In the late 1960s, Ruth taught law at the University of Pennsylvania for two years. He then joined the National Institute of Law Enforcement and Criminal Justice, the research arm of the Justice Department, for one year. After that, he served as the criminal justice coordinator for New York City as part of the administration of Mayor John V. Lindsay. He became second in command of the Justice Department's special prosecutor's office when it was founded in May 1973, working under Archibald Cox.

=== Watergate ===
On October 20, 1973, called the Saturday Night Massacre, Cox was dismissed by President Richard Nixon after he requested recordings of White House conversations linked to the Watergate scandal. Rather than fire Cox, both attorney general Elliot Richardson and deputy attorney general Willian Ruckelshaus resigned, leaving the task to solicitor general Robert H. Bork.

That same night, FBI agents met Ruth at the entrance to the special prosecutor's office, saying it was abolished. Ruth told the FBI agents, "Let me tell you something. I'm going up there." As his co-workers gathered, Ruth "made a compact with them to remain in their offices and preserve the evidence they had." Counsel to the Senate Watergate committee, Samuel Dash said, "But for Hank Ruth, there might not have been a Watergate staff at all…"

Ruth ran the special prosecutor's office for approximately two weeks, from the October 20 firing of Cox until the November 2, 1973 appointment of Leon Jaworski. Ruth said later, "It was pretty clear to us that this act of trying to abolish our office, firing Mr. Cox, was just a straight obstruction of justice." When the Supreme Court ruled that Nixon had to turn over the tapes in July 1974, Ruth noted, "For the first time, you really had a ruling that a president of the United States is not above the law, [that] the law will prevail over a president's desire to keep something secret."

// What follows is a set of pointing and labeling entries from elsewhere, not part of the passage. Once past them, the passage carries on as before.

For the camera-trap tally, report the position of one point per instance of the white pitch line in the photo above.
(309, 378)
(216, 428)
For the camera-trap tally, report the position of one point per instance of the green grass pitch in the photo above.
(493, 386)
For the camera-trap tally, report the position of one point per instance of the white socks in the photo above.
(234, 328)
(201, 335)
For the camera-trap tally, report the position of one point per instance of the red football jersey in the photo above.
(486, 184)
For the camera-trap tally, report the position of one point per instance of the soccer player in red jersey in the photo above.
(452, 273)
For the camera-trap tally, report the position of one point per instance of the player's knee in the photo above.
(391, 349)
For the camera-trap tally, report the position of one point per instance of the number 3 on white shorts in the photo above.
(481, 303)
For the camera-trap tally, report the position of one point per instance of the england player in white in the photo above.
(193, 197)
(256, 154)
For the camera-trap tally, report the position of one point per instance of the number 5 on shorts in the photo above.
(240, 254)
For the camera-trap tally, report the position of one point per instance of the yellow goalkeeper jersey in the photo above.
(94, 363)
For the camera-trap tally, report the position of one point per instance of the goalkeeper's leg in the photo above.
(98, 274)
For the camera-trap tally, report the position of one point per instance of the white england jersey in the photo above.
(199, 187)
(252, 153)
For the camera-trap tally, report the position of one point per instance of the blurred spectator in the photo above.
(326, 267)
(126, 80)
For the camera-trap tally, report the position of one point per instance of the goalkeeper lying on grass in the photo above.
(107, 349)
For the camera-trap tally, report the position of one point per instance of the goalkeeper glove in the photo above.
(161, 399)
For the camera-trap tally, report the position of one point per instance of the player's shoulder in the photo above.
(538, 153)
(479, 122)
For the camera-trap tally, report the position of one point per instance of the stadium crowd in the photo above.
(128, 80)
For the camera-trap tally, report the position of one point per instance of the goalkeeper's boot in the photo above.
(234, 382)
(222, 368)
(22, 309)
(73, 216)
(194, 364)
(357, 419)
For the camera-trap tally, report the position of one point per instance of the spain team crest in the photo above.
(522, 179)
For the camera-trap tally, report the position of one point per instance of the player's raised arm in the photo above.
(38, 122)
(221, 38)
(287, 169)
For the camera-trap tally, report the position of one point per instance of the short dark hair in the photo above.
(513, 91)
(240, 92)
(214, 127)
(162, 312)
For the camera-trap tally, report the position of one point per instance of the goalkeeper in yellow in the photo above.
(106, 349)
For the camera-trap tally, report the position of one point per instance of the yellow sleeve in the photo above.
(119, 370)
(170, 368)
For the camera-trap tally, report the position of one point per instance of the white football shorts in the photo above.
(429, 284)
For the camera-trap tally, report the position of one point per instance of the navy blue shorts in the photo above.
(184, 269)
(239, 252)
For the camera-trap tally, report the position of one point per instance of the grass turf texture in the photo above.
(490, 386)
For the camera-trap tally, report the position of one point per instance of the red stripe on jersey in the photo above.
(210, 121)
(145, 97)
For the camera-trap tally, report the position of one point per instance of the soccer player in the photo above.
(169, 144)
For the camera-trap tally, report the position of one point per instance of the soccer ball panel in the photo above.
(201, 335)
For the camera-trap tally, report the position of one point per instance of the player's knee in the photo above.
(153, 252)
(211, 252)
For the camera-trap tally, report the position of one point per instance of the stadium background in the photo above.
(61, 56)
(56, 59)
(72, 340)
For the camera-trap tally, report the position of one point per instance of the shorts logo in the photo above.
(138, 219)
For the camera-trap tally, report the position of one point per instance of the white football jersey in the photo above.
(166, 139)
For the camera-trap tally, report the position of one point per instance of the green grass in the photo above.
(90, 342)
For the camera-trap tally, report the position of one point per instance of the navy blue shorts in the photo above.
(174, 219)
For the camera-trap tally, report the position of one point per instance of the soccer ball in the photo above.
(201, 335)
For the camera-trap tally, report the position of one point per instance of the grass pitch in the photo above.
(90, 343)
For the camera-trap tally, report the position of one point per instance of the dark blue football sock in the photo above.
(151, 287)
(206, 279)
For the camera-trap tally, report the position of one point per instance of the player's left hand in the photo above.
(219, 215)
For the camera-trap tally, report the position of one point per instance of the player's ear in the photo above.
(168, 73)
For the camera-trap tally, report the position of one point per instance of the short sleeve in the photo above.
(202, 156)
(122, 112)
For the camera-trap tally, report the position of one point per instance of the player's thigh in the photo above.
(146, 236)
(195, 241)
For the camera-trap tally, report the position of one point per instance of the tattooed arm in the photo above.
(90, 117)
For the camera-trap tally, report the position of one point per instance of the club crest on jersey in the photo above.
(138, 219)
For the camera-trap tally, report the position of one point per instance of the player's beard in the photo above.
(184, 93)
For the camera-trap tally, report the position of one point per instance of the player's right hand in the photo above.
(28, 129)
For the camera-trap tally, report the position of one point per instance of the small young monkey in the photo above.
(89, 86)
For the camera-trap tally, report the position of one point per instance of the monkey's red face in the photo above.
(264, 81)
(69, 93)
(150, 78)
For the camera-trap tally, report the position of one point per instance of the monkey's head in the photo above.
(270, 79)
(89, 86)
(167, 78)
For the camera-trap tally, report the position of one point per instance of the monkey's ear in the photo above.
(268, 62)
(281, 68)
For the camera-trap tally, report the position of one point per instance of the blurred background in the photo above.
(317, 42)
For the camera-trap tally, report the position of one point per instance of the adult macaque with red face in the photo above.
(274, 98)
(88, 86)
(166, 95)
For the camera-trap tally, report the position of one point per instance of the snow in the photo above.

The new head of the special prosecutor's office, Jaworski, indicted many of the top officials. Nixon resigned August 9, 1974. Jaworski resigned in October, and President Gerald Ford appointed Ruth as the special prosecutor for Watergate. Ruth questioned Nixon and others about the missing 18 1/2 minutes of tape. However, he was unable to prove who had erased them. Ruth said, "In a lot of situations, people just don't talk. It wasn't as though we had a lot of cooperating witnesses in any of these matters walking into our office asking to be questioned."

In October 1975, Ruth stepped down as special prosecutor to take a position at the Urban Institute. At that time he submitted a 277-page Watergate Investigation report, stating that 55 individuals and 20 corporations had been convicted or plead guilty to date. He also concluded that President Ford's pardon Nixon was not illegal interference, but appropriate use of the presidential right to issue pardons.

=== Post-Watergate ===
Ruth became a partner of Shea & Gardner in Washington, D.C. as a criminal defense litigator. There, he managed cases for Billy Carter and Hamilton Jordon, former chief of staff for President Jimmy Carter. He was also the general counsel for the United Mine Workers Health and Retirement Funds in the late 1970s. Later, he practice law back in Philadelphia.

Ruth testified against the nomination of Robert Bork to the Supreme Court in 1987. He served on the panel investigating the 1985 MOVE bombing. In 1988, he moved to Tuscan, Arizona, but kept an affiliation with Crowell & Moring, an international law firm in Washington D.C., through 1994.

In columns in The Wall Street Journal in the 1990s, he criticized President Bill Clinton for "presidential perjury and obstruction." He wrote a book, The Challenge of Crime, with lawyer and academic Kevin Reitz in 2003.

== Personal life ==
Ruth married Christine Polk. They had three daughters: Diana Ruth, Tenley Ruth, and Laura Ruth. That marriage ended in divorce. He then married to Deborah Mathieu.

In 2012, he died in Tucson, Arizona from a stroke at the age of eighty.